Despite a 74% gain this year, Universal Insurance Holdings (UVE) has been largely flying under the radar. But this top stock could warrant a closer look.
The insurance company has advanced mostly along the 50-day moving average since September 2017. Shares dipped slightly below the support line during the broader market’s recent skid. But the stock is rebounding above the 50-day as it puts together a win streak.
That could be viewed as a buy opportunity, since it’s Universal’s first pullback to the 50-day line (or 10-week on a weekly chart) since a July breakout from a flat base. The buy point in that base was 36.95. But buying stocks during a market correction is highly risky. The stock also cleared a 46 entry of a subsequent flat base last month, but fell back into the base as the market fell.
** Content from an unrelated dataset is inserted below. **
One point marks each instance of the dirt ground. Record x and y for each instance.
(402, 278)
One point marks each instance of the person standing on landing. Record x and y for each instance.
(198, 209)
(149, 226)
Universal tends to trade tightly, a bullish sign. It is on the thin side, with an average daily volume of about 230,000 shares. The relative strength line is in new-high territory, which signals unusual strength.
The Fort Lauderdale, Fla.-based company offers property and casualty insurance products to homeowners in Florida and has expanded to 16 other states. In the past it primarily served Florida residents.
IBD Stock Checkup assigns Universal a 93 Composite Rating, which combines key fundamental and technical metrics into a single score. That ranks the insurer third from the top in the 71-stock Insurance-Property/Casualty/Title group, based on the Composite Rating. A 97 Relative Price Strength Rating makes the insurer the top stock in its group.
Its 93 Earnings Per Share Rating reflects a 6% slip in earnings in 2016. Growth resumed in 2017 at 7%. Analysts expect a 54% jump in annual profit this year, then a 7% decline in 2019. For Q3, they see $1.03 a share on $217.3 million in sales, for respective increases of 268% and 14%. Universal reports Oct. 29 after the close.